Tina und Asma im Lustrausch

Weiter hinten Tina auf allen Vieren, ihre Titten schwangen wie Glocken. Sergio fickte sie von hinten, sein Schwanz klatschte in ihre Fotze, dass es spritzte, während sie irgendeinen anderen Schwanz im Mund hatte, tief in ihrer Kehle, sie würgendsabberndschmatzendgurlgend bis er aufstöhnend abspritzte. Ich kroch zu ihr, meine Hände auf ihren Titten,harte kleine Kirschsteinnippel zwischen Daumen und Zeigefinger, zwischen den Zähnen, ich knabbertebiss, dann meine Zunge, vom Nippel über die Schlüsselbeine hoch zur Gurgel, zum Kinn, zu ihrem spermatropfenden Lutschmund. Ich leckte ihr die Wichse von ihren Lippen, der Typ zog mch von Tina weg und schob mir seinen Harten in meinen hungrigen spermaverschmierten Mund. Tina und ich teilten ihn, unsere Zungen schleckten über seinen Schaft, saugten an seiner Eichel, bis er explodierte – sein heißes Sperma klatschte uns ins Gesicht, lief uns in die Münder, und wir küssten uns, verschmierten den Saft zwischen uns.

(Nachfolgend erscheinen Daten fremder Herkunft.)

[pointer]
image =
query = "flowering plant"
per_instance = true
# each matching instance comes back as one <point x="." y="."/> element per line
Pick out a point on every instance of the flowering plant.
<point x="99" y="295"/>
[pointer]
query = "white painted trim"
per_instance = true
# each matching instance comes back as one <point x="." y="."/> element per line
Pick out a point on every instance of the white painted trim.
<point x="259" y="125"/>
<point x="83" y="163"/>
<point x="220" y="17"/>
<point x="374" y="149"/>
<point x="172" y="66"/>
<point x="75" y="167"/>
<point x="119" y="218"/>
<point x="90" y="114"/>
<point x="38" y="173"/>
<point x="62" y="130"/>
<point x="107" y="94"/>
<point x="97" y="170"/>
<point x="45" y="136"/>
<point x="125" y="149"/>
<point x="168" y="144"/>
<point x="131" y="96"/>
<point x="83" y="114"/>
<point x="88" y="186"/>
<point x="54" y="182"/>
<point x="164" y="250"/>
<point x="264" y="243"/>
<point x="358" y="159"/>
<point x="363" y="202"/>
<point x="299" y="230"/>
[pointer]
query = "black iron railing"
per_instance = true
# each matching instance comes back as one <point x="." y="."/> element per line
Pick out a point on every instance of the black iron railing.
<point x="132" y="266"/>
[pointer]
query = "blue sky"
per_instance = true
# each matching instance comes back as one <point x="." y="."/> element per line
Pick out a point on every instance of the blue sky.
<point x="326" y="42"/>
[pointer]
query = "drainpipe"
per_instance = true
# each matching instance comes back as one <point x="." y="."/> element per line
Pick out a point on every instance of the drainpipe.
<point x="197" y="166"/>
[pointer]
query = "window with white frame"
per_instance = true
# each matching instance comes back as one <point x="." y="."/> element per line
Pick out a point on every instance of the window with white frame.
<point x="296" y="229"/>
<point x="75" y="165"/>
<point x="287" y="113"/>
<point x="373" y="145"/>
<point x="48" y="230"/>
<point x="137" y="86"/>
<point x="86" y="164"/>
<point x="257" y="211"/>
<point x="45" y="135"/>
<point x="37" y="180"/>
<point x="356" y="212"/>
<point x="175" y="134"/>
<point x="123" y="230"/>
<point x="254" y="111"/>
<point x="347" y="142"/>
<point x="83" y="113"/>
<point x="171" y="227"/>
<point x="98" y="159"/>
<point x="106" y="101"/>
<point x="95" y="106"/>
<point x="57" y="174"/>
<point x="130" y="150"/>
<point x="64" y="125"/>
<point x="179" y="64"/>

Irgendwann später, viel später. Ich lag auf dem Rücken, ein tätowierter Typ fickte mich, er rammte seinen Schwanz tief in meine jetzt geweitete und schlabbernassschmierige Fotze, während Tracy meine Titten leckte und an meinen Nippel biss, bis ich schrie. Ein anderer rieb seinen Schwanz an meinem Gesicht, spritzte mir seine Ladung quer über die Wangen, während irgendwelche Finger meinen Arsch fickten und eine Zunge, keine Ahnung, ob von einem Mann oder einer Frau, an meiner Klit züngelte. Ich war ein bedröhntes, dauergeiles Spielzeug, eine Fickpuppe – überall Hände, Schwänze, Zungen, Titten, Fotzen, Ärsche, und ich liebte es.

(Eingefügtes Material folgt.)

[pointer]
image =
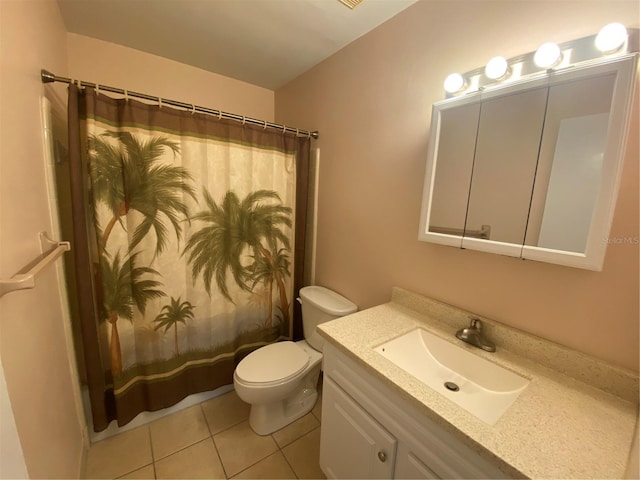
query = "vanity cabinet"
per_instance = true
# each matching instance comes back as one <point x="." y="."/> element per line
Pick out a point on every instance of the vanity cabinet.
<point x="369" y="431"/>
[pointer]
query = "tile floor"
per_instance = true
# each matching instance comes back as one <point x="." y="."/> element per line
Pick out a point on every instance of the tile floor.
<point x="210" y="440"/>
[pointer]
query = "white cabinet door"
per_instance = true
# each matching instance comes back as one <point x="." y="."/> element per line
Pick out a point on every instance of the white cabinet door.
<point x="352" y="443"/>
<point x="408" y="465"/>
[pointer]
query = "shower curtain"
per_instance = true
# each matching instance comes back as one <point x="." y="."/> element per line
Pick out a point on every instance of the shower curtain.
<point x="189" y="247"/>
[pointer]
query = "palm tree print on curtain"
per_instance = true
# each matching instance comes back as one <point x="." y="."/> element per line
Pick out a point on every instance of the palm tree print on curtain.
<point x="193" y="235"/>
<point x="172" y="314"/>
<point x="235" y="226"/>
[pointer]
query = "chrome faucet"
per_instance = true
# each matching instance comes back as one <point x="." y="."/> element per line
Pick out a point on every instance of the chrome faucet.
<point x="473" y="336"/>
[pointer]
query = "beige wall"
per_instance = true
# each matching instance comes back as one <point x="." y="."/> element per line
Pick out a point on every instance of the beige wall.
<point x="105" y="63"/>
<point x="372" y="102"/>
<point x="38" y="365"/>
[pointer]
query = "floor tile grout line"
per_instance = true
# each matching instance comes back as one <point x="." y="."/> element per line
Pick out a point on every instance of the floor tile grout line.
<point x="141" y="466"/>
<point x="289" y="463"/>
<point x="153" y="458"/>
<point x="215" y="445"/>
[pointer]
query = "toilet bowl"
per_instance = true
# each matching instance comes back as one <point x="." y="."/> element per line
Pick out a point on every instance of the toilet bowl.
<point x="279" y="380"/>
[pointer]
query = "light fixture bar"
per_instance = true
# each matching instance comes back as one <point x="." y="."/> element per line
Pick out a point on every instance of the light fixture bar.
<point x="572" y="53"/>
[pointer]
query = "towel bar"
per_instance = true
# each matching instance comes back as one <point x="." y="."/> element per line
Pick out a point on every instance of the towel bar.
<point x="51" y="250"/>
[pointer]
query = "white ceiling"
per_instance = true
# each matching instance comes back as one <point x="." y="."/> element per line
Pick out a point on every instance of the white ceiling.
<point x="263" y="42"/>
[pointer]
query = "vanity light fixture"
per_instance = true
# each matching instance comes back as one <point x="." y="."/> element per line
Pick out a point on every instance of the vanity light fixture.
<point x="454" y="83"/>
<point x="611" y="37"/>
<point x="548" y="55"/>
<point x="497" y="68"/>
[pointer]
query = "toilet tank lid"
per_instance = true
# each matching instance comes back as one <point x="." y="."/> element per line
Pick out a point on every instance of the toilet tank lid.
<point x="327" y="300"/>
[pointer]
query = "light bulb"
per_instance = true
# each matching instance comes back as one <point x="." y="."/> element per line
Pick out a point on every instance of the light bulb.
<point x="454" y="83"/>
<point x="496" y="68"/>
<point x="611" y="37"/>
<point x="547" y="55"/>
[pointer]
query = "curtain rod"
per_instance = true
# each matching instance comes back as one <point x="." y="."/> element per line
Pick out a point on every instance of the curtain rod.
<point x="48" y="77"/>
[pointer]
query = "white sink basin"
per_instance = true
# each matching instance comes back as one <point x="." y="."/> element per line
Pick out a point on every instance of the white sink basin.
<point x="485" y="389"/>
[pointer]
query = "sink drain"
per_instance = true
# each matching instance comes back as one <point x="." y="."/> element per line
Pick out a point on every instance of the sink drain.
<point x="451" y="386"/>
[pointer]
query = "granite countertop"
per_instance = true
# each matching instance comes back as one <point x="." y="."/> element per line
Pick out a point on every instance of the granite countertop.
<point x="559" y="427"/>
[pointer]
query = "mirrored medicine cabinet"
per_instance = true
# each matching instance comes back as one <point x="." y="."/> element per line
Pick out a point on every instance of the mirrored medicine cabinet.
<point x="531" y="168"/>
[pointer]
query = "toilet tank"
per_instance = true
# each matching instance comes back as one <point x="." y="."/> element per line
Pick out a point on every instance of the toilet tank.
<point x="321" y="305"/>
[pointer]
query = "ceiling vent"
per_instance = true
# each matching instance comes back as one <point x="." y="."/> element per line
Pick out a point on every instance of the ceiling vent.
<point x="351" y="3"/>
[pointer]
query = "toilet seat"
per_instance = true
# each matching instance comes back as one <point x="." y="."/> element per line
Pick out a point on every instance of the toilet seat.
<point x="273" y="363"/>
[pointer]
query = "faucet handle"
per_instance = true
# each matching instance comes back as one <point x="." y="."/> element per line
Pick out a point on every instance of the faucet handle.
<point x="475" y="323"/>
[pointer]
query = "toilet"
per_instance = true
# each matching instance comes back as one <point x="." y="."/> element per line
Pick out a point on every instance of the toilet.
<point x="279" y="380"/>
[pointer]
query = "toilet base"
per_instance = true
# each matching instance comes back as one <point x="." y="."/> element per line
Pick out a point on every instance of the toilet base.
<point x="266" y="418"/>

Weggedämmert, dann wieder da, mein Mund an einer Fotze, die über mir tropfte, während ein Typ mich von hinten nahm und dabei seinen Schwanz abwechselnd in meine Fotze und meinen Arsch stieß. Zwei Typen spritzten quer über meinen Rücken, eine Frau pisste mir vor Lust über die Beine, während ich kam, meine Möse zuckte wie verrückt, mein Körper war ein einziger, klebriger Haufen aus Schweiß und Sperma.

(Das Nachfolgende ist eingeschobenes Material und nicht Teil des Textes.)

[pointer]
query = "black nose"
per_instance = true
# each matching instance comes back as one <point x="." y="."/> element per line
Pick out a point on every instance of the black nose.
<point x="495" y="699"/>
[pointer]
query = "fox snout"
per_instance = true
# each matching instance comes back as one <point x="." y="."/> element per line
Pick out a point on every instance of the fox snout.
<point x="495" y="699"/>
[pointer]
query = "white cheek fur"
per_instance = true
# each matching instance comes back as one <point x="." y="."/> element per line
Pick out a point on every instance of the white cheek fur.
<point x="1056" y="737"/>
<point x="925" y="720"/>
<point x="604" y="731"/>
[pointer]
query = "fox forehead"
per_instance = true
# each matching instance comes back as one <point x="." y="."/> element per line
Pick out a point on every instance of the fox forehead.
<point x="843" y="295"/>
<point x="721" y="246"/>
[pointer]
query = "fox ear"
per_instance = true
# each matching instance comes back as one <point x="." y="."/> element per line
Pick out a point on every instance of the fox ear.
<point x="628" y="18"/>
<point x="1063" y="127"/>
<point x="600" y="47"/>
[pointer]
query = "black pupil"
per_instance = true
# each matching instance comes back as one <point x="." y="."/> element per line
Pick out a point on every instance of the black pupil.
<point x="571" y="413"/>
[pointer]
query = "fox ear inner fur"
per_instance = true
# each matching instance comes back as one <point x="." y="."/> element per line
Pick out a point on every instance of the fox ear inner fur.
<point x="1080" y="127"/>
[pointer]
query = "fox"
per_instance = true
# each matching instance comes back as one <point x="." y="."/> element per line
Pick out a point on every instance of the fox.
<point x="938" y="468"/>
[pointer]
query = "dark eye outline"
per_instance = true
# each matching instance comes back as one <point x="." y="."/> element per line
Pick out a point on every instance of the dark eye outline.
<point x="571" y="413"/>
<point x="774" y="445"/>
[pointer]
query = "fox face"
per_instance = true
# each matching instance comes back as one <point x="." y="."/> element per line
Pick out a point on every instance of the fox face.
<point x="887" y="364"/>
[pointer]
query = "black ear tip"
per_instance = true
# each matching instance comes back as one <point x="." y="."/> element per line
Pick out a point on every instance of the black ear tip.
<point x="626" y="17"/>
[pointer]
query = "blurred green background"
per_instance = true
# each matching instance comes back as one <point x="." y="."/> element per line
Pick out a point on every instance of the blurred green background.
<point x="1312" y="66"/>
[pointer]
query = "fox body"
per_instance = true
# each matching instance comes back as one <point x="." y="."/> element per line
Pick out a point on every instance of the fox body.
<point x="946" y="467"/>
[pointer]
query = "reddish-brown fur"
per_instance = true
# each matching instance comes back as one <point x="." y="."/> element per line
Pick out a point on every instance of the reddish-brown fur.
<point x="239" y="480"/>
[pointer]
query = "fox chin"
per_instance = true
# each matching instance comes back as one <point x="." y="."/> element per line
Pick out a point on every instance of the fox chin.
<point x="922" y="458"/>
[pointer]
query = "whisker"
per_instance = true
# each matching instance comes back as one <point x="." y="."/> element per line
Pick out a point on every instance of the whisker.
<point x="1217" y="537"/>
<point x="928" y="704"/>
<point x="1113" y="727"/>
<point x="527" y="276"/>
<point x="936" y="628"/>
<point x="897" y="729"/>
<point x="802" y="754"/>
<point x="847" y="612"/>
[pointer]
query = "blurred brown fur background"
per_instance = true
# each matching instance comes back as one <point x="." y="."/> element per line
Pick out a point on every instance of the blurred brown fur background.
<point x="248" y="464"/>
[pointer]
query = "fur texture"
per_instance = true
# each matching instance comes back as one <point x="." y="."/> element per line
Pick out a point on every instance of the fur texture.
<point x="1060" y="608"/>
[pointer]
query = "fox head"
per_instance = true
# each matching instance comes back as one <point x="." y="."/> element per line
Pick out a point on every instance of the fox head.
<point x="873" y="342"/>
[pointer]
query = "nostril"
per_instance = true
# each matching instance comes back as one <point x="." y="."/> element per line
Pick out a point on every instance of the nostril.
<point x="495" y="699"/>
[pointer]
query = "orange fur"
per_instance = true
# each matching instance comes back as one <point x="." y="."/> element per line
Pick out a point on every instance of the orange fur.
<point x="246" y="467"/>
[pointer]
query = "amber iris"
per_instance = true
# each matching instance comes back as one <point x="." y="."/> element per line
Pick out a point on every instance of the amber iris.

Irgendwann hatte ich zwei Typen gleichzeitig – einer unter mir, sein Schwanz füllte meine Fotze, der andere über mir, tief in meinem Arsch. Sie fanden einen Rhythmus, fickten mich im Takt, ihre Schwänze rieben sich tief in mir, ich spürte jeden Stoß bis ins Mark. Ich wollte schreien, meine Lust aus mir herausbrüllen, aber meine Stimme brach, als ich kam, ich gab nur noch heisere animalische Laute von mir, meine Fotze spritzte wie irre, während der Typ in meinem Arsch explodierte und mich mit seiner Wichse abfüllte. Tina lag neben mir, ihr Blick, ihr aufgegeilter, hungriger Blick auf meinem zerfickten Körper, sie fingerte sich selbst, während irgendein Hippiemädchen sie leckte, ihre Schreie vermischten sich mit meinen, bis wir beide nur noch keuchten.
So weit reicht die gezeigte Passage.